E ricorda i versi dell’Orlando Furioso in cui si prende atto della nuova arma, «il cavo ferro e il fuoco», che permette di uccidere a distanza, senza toccare il bersaglio, e cambia così irreversibilmente la natura delle guerre – compresa la guerra in atto adesso con le micidiali armi sul fronte dell’invasione russa in Ucraina – e la natura stessa di chi le fa.

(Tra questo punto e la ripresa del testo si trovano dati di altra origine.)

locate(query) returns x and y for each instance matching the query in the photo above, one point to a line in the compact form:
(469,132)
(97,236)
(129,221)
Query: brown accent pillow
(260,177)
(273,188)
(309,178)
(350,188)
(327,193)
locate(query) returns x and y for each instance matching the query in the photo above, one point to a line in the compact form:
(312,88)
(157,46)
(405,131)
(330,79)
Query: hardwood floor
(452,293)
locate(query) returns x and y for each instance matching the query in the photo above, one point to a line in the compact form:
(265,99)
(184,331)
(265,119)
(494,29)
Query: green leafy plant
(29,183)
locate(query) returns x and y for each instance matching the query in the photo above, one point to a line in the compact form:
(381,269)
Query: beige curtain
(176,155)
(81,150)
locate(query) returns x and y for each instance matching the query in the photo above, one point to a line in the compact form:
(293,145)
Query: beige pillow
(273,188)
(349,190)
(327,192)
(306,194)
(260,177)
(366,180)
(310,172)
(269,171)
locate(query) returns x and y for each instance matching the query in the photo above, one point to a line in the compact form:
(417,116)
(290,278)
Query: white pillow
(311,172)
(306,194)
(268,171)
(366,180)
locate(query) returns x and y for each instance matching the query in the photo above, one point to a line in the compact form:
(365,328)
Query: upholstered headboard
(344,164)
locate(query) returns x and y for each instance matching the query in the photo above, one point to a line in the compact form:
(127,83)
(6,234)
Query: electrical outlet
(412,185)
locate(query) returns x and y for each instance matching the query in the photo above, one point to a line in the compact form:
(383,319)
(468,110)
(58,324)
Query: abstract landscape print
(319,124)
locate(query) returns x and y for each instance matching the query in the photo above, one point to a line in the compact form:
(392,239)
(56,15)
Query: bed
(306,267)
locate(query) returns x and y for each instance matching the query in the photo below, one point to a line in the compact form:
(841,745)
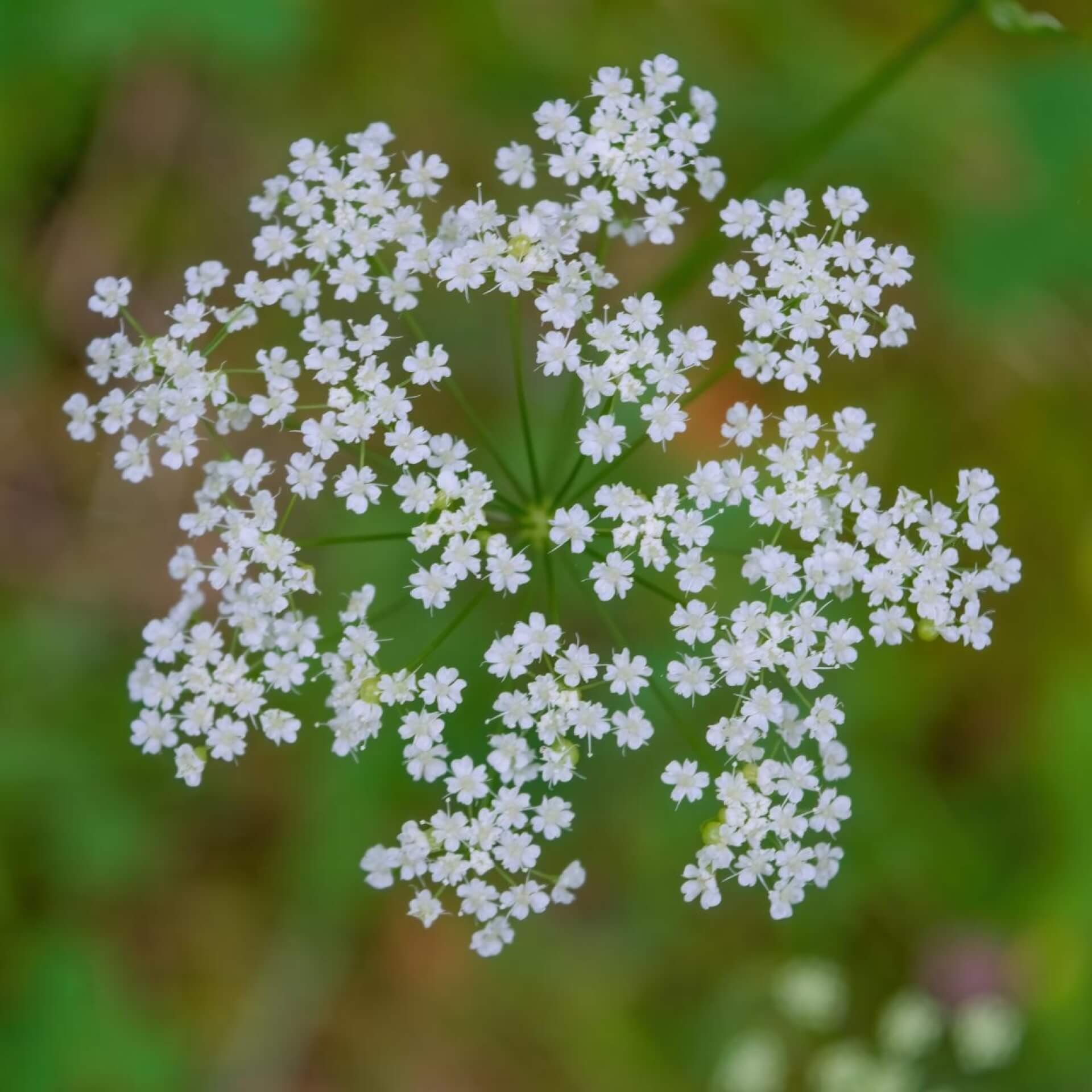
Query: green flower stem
(378,536)
(639,580)
(552,607)
(417,330)
(581,459)
(224,331)
(714,377)
(814,142)
(517,333)
(450,628)
(655,686)
(131,319)
(287,512)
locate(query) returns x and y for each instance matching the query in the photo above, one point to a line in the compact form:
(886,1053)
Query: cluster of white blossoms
(807,289)
(915,1039)
(483,846)
(350,241)
(779,746)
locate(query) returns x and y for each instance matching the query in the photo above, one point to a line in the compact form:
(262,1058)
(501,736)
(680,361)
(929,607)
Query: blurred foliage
(160,938)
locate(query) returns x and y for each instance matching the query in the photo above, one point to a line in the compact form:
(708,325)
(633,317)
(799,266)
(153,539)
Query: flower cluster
(483,846)
(211,682)
(815,288)
(915,1039)
(350,238)
(903,560)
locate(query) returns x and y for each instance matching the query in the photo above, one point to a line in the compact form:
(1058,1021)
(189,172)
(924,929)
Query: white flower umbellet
(349,241)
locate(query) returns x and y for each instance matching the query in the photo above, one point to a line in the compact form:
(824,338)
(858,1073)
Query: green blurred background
(153,937)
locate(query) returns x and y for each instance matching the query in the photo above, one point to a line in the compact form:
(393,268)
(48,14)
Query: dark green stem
(517,334)
(814,142)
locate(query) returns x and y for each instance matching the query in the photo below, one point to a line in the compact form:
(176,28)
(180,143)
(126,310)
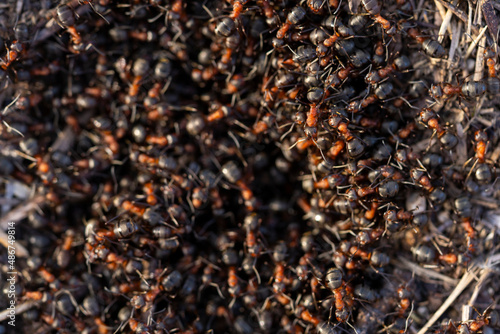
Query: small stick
(457,31)
(478,72)
(474,43)
(420,271)
(445,25)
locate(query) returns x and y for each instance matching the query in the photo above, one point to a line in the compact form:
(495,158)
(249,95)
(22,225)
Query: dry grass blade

In uno dei romanzi più importanti del ventesimo secolo americano, Cerimonia, di Leslie Marmon Silko (1977), un ragazzo Navajo torna sconvolto e depresso dalla guerra nel Pacifico. Provano a guarirlo con i riti tradizionali che curavano i guerrieri che avevano dato la morte in battaglia, ma non funzionano: le guerre dell’uomo bianco sono diverse, si uccide da lontano, senza toccasi, senza vedersi, senza riconoscere le vittima.

Le cerimonie antiche che proteggevano dalla «stregoneria» – la«magia nera» della guerra, del genocidio, della distruzione della terra e degli animali, dell’avvelenamento della pioggia – non servono più.

Lo spiega bene anche Luigi Stiffani, il violinista delle tarantate, alla fine del suo diario: oggi i campi sono talmente avvelenati di chimica e fertilizzanti che anche il ragno della taranta è morto. Siamo ancora avvelenati, ma il veleno è un altro, e non abbiamo più il rituale che serviva a proteggerci.

Cerimonia racconta l’invenzione dei nuovi riti, che integrano le antiche cerimonie con elementi nuovi, e che infine riusciranno a rendere l’equilibrio al giovane reduce. Ma l’ambizione di Leslie Silko è più grande: vuole che il romanzo stesso sia una cerimonia, un rituale nuovo contro le forme nuove della magia nera.

Credo che la stessa cosa sia vera anche per il concerto di Vinicio Capossela. Come Leslie Silko, reincorpora tutti gli elementi della nostra ritualità antica – da Prometeo (a cui dobbiamo il fuoco che alimenta le nuove armi) a Moby Dick, da Sant’Antonio a Coleridge, dal Cristo del Quo Vadis alle Fosse Ardeatine (tutti e due poco lontani) da lì, e infiniti altri; e, come lei, li frulla in un intreccio imprevedibile e ci aggiunge la magia del blues, del rock, del tango, e i giochi di luci e di fumi di tutti i grandi maghi.

Però, Capossela non si limita a raccontare e descrivere i miti e i riti; piuttosto, allo stesso modo del romanzo di Leslie Silko, il concerto stesso è una cerimonia: una condivisione di vibrazioni come tutti i grandi concerti, ma in questo momento soprattutto un esorcismo («ovunque proteggi») della magia nera che ci aspetta dopo il voto, e che da tempo sta avvelenando la Terra. Perché, come avverte Capossela tornando ad Ariosto, se il senno se n’è volato sulla luna, qui non è rimasta che follia.

Alla fine di Cerimonia, la voce narrante avverte: grazie ai riti reinventati, la stregoneria «è morta per ora, è morta per ora», e lo ripete, cinque volte. Se riusciamo a inventare riti nuovi e praticarli insieme, possiamo mettere un argine alla stregoneria, fermarla – ma non farla scomparire per sempre. La lotta contro la magia nera non finisce mai.